Prof. Tran Van Tho, a former lecturer at Japan’s Waseda University suggested several measures for Vietnam to achieve sustainable economic development in the next period in an interview recently granted to a Vietnam News Agency reporter in Tokyo.

Tho, who is also a member of the Prime Minister’s economic advisory group, said the past five years could be said to be the best period during Vietnam’s 35-year Doi Moi (renewal) cause.

He cited an average growth of nearly 7 percent each year, along with stable macro-economic indicators such as inflation, public debt and unemployment rate.

Last year alone, Vietnam still posted a positive growth while others reported negative economic expansion amid the COVID-19 pandemic.

According to the scholar, Vietnam’s most impressive achievement was in external economy with rapid export growth. The country has become the second largest exporter in ASEAN, leading to improved trade balance.

Regarding the 13th National Party Congress, Tho stressed that as Vietnam is going to enter a new development period with major changes in growth quality, social resources should be further tapped to meet development requirements.

In the face of great opportunities and challenges ahead, he said Vietnam’s new leadership should catch up with the new national and global developments, and take sound policies, especially in attracting and using talents.

About sustainable economic growth goals for the next five years, Tho described restructuring and related policies as the most important, especially labour and business restructuring.

In labour, with 35 percent of the labour force still working in agriculture with low productivity, he proposed channeling labour from agriculture to industry and services through stepping up industrialization.

As for the structure of businesses, SMEs and households businesses still account for a large proportion in the economy, so there should be policies to improve capital and land market, and actively help small and medium-sized enterprises to grow in size.
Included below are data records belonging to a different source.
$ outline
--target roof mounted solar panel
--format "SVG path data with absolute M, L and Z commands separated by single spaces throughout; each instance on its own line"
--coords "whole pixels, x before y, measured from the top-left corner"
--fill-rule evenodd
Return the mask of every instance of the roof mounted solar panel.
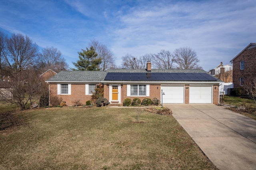
M 190 73 L 190 72 L 186 72 L 186 73 L 185 73 L 185 74 L 186 76 L 195 76 L 193 73 Z
M 158 80 L 161 81 L 161 80 L 165 80 L 165 78 L 163 76 L 156 76 L 156 80 Z
M 170 73 L 170 75 L 171 76 L 179 76 L 178 75 L 178 74 L 176 73 L 176 72 L 171 72 Z
M 122 78 L 122 80 L 131 80 L 131 76 L 123 76 Z
M 114 76 L 113 78 L 113 80 L 122 80 L 122 76 Z
M 131 80 L 139 80 L 138 76 L 131 76 Z
M 155 76 L 147 76 L 147 77 L 148 80 L 149 81 L 156 81 L 157 80 Z
M 114 76 L 108 76 L 107 75 L 106 77 L 105 77 L 105 80 L 112 80 L 113 78 L 114 78 Z
M 165 76 L 164 78 L 166 81 L 172 81 L 174 80 L 174 78 L 171 76 Z
M 178 76 L 186 76 L 185 73 L 183 73 L 183 72 L 178 72 L 177 74 Z
M 174 80 L 183 80 L 182 79 L 180 76 L 172 76 Z
M 184 81 L 190 81 L 191 79 L 188 76 L 181 76 L 180 78 Z
M 163 74 L 160 72 L 152 72 L 153 75 L 155 76 L 163 76 Z
M 139 79 L 140 80 L 148 80 L 148 78 L 147 78 L 147 76 L 139 76 Z
M 200 76 L 200 77 L 204 77 L 204 76 Z M 192 81 L 201 80 L 200 78 L 195 76 L 190 76 L 189 78 L 191 79 L 191 80 Z
M 123 75 L 123 72 L 116 72 L 115 73 L 115 76 L 122 76 Z
M 139 73 L 138 72 L 131 72 L 131 76 L 138 76 Z
M 168 72 L 162 72 L 162 74 L 163 76 L 165 77 L 166 76 L 170 76 L 170 74 Z

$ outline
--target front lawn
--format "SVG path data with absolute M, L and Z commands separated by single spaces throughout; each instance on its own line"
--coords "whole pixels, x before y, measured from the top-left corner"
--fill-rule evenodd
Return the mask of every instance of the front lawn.
M 253 100 L 227 95 L 224 99 L 224 104 L 232 106 L 229 108 L 231 110 L 256 120 L 256 104 Z
M 172 116 L 106 107 L 22 114 L 26 125 L 0 133 L 1 169 L 216 169 Z

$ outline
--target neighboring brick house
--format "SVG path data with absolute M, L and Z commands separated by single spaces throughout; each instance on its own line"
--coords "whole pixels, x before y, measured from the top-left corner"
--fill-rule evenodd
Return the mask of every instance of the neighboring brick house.
M 233 66 L 230 64 L 223 65 L 222 62 L 215 68 L 211 70 L 209 74 L 224 82 L 228 83 L 233 81 Z
M 234 88 L 256 77 L 256 43 L 250 43 L 230 61 Z
M 126 98 L 156 98 L 164 103 L 219 103 L 220 80 L 202 70 L 110 69 L 106 71 L 63 71 L 46 82 L 51 98 L 61 98 L 67 105 L 90 100 L 96 84 L 104 87 L 110 103 Z M 161 90 L 164 93 L 161 99 Z

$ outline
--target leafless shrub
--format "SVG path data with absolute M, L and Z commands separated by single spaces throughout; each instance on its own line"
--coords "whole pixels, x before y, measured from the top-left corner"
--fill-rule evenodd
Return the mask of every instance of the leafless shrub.
M 80 100 L 78 99 L 77 100 L 74 100 L 73 102 L 73 103 L 76 105 L 76 106 L 80 106 L 82 104 L 80 102 Z
M 24 125 L 24 118 L 20 115 L 10 112 L 0 113 L 0 130 L 6 128 Z
M 51 105 L 53 106 L 56 106 L 59 105 L 62 100 L 61 98 L 58 96 L 51 96 L 50 97 L 50 101 Z

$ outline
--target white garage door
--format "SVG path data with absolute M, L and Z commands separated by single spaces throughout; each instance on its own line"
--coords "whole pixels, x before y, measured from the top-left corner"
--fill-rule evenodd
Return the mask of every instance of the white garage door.
M 212 86 L 190 86 L 189 103 L 212 103 Z
M 184 103 L 184 87 L 183 86 L 162 86 L 164 103 Z

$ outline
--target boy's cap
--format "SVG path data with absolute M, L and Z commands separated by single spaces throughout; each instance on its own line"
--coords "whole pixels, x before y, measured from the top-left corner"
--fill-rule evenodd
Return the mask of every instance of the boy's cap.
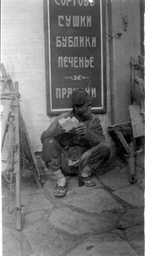
M 82 90 L 75 90 L 73 91 L 71 96 L 71 105 L 74 106 L 81 106 L 86 102 L 92 103 L 92 97 L 88 95 L 88 93 Z

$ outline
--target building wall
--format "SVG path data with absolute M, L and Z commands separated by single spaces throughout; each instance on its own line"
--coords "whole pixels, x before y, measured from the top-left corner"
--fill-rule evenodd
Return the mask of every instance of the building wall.
M 106 32 L 109 34 L 107 0 L 106 18 Z M 117 19 L 116 16 L 115 19 Z M 107 132 L 108 125 L 111 124 L 112 93 L 110 90 L 110 48 L 108 36 L 106 36 L 106 43 L 108 112 L 105 114 L 100 114 L 99 117 L 107 137 L 107 143 L 111 146 L 112 141 Z M 47 116 L 46 109 L 42 0 L 2 1 L 1 61 L 13 80 L 19 82 L 21 113 L 31 145 L 34 151 L 41 150 L 41 134 L 54 118 Z

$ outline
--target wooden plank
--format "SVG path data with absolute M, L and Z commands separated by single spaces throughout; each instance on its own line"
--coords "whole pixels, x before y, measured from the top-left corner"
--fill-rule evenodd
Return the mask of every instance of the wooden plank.
M 115 131 L 115 133 L 118 137 L 118 138 L 120 139 L 121 144 L 123 145 L 123 147 L 125 148 L 125 151 L 127 152 L 127 154 L 129 154 L 129 146 L 125 141 L 125 139 L 124 138 L 122 133 L 120 131 Z
M 141 113 L 140 106 L 137 104 L 130 105 L 129 109 L 133 137 L 145 136 L 145 123 L 143 122 L 143 115 Z
M 5 136 L 6 128 L 7 128 L 7 123 L 8 123 L 9 111 L 11 108 L 12 102 L 13 102 L 13 100 L 6 100 L 5 101 L 5 105 L 4 105 L 3 117 L 2 117 L 2 124 L 1 124 L 1 129 L 2 129 L 1 148 L 3 148 L 3 140 L 4 140 L 4 136 Z

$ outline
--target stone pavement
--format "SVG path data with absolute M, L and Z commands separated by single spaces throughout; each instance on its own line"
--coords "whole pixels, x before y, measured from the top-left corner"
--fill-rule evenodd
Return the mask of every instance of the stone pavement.
M 143 166 L 130 184 L 120 159 L 93 177 L 97 185 L 78 187 L 68 177 L 68 192 L 56 198 L 49 172 L 42 189 L 31 173 L 22 177 L 23 229 L 15 228 L 13 201 L 3 185 L 3 256 L 134 256 L 144 254 Z M 13 189 L 12 189 L 13 191 Z M 8 213 L 8 206 L 11 214 Z

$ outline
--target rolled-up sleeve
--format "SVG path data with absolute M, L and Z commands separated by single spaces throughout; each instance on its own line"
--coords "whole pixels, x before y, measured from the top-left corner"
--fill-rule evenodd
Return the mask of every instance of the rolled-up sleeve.
M 103 133 L 103 128 L 99 118 L 93 118 L 86 130 L 85 136 L 91 147 L 105 142 L 105 137 Z

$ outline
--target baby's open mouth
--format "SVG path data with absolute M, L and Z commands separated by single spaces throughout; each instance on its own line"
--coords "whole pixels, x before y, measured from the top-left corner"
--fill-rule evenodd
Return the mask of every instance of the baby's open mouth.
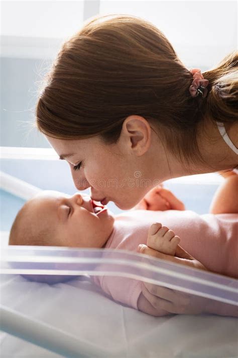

The scholar also pointed to the instable structure of foreign trade. He suggested in the next five years, Vietnam should hasten industrialisation to ease its reliance on imports from China and the Republic of Korea, and diversify export markets.

He said Vietnam needs a wiser strategy in attracting foreign investment and technology. According to him, domestic enterprises should be stronger so as to be able to become partners of foreign firms, especially those working in high technology.